Suggestions engine Sujester is one of a number of investments Owen-Jones has made in travel-related businesses since leaving Amadeus-owned Traveltainment in 2011.
The concept was born out of his dealings with New Zealand travel agent House of Travel, which Owen-Jones describes as one his favourite customers when at Traveltainment.
Following a party for House of Travel’s top clients, Owen-Jones said it became clear that existing travel planning sites fail to capture the passion and exuberance with which people talk about travel.
“We came to the conclusion that there was something a little bit missing. To get inspired by travel you need a photo, some kind of commentary and a geo code – some kind of tagging,” he said.
Another inspiration for Sujester came from a fully bookable destination management website for New Zealand called Pure Journeys that is part of the House of Travel group.
This seeks to focus on the specific experiences self-drive travellers can have in and around the destinations they plan to visit rather than the accommodation they stay in.
Another was one of House of Travel’s most successful individual agents – it has 90 in New Zealand -which had seen considerable success from an annual mailing to clients.
This encouraged them to help House of Travel plan their travel requirements for the next three years.
“What we saw was everyone was responding to offers and not necessarily doing what they wanted to do in travel over the course of their life.
If you get people to think longer term they are more inclined to respond to what they want to do in their travel life rather than what hotels they may stay in have to offer.”
Sujester, therefore uses the concept of travel ‘moments’ or experiences which people can create and place on time lines. These can be created ‘live’ as the moment is being experienced.
These timelines are both backward looking and forward looking so users can log what they have already done and, Pinterest-style, what the experiences other people have had they would like.
Travel wish lists are then created – effectively pre-qualified demand for travel firms who can then offer to fulfil those travel requests.
Owen-Jones believes Sujester’s combination of images, short commentaries on what experiences people had, map-based pinning and timelines are what travel planning requires.
Behind it sits powerful ‘big-data’ pattern recognition algorithms which will learn what each users’ preferences are so that it will increasingly suggest the more pertinent experiences.
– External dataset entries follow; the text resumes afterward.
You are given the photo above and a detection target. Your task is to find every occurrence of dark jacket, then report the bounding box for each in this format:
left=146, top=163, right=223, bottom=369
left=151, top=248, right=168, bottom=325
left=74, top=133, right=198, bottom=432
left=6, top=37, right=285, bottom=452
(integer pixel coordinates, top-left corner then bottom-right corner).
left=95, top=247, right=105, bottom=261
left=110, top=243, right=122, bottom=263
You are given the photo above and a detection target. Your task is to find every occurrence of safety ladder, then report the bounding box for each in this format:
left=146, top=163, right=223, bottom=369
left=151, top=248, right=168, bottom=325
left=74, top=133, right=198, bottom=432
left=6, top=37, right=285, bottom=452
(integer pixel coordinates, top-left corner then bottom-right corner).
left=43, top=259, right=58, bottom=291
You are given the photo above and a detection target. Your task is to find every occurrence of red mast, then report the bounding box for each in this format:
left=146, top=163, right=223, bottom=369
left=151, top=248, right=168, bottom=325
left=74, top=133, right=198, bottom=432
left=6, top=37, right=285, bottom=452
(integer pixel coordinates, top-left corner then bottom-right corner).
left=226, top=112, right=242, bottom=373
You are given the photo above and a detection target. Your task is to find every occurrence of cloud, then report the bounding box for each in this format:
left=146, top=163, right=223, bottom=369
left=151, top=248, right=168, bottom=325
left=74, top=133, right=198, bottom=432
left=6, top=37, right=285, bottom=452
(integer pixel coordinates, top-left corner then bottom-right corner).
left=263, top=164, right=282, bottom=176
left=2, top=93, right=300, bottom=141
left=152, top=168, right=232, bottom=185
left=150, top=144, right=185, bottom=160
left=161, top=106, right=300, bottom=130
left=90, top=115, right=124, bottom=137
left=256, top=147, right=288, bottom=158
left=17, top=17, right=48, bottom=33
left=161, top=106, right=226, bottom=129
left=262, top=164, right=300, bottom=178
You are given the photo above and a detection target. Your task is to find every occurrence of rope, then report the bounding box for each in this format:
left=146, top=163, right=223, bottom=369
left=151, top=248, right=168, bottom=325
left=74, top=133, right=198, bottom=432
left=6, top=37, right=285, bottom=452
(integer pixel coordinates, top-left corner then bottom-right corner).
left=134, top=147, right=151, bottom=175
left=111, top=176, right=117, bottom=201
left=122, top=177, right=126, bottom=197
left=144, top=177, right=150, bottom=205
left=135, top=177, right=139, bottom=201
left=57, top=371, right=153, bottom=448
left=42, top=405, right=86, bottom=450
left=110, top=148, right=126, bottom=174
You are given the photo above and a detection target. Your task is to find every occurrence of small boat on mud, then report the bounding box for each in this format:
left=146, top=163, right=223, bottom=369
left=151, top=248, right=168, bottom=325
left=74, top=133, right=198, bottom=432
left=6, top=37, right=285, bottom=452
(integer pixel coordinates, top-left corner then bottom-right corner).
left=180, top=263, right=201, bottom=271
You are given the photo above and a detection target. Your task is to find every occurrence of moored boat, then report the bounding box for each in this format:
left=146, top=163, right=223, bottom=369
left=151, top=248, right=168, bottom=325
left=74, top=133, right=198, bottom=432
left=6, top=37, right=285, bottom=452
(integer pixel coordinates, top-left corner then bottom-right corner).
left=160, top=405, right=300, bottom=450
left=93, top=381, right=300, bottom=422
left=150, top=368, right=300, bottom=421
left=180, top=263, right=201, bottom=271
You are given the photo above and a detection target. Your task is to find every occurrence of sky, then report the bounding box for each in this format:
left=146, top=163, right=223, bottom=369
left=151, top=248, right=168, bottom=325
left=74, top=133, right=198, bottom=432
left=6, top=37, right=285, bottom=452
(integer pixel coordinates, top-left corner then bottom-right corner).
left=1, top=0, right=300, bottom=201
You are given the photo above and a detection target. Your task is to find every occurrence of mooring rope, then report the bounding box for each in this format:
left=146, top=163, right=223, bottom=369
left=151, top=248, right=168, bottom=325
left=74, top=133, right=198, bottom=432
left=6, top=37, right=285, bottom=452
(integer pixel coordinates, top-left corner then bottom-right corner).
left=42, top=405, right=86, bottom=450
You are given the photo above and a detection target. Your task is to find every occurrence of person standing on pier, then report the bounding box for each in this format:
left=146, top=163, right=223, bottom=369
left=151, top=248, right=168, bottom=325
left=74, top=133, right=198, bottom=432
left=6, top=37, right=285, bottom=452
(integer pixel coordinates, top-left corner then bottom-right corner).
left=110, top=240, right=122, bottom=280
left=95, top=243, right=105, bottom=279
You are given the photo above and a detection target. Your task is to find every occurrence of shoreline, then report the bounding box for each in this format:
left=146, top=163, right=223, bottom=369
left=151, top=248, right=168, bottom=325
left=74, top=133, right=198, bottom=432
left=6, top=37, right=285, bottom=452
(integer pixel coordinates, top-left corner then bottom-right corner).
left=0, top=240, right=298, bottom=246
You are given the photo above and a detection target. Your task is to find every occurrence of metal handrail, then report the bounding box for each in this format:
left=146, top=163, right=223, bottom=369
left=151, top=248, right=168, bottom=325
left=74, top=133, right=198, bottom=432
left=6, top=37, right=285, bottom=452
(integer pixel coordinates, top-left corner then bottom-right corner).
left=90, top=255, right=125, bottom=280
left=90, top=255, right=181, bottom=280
Owen-Jones said it was in discussions with the main GDSs and some agency group both in the UK and overseas about working with Sujester.
It is likely the first live partnership will go live in early 2014 and will be with House of Travel, which will offer it to its customers as a free travel planning tool.
“The idea is to get several travel agency groups to put their moments in both from their consumers and their own.
“We have put several hundred moments in and we are getting people to put more moments in all the time.”
Major events like the upcoming Fifa world Cup in Brazil are being targeted as ideal event for Sujester as they force travellers to plan travel plans for specific dates in the future.
Owen-Jones said he would like to encourage consumers to start to think more long term – for instance how many family holidays they are likely to take before the kids grow up – and to plan where they would like to go and what they would like to do.
“It’s a proactive wish-based CRM instead of a booking-based CRM,” Owen-Jones said. “This needs to be something a travel agent proactively uses.
“We want to pool the knowledge of lots of different travel agents and consumer groups and help people think further than one year ahead.
“For us a travel moment has to have some kind of attribute. It might be beach, active or city. It has to explain where exactly is it?
“It has to have a picture, but you have to be inspired by some kind of commentary about what happened to me.”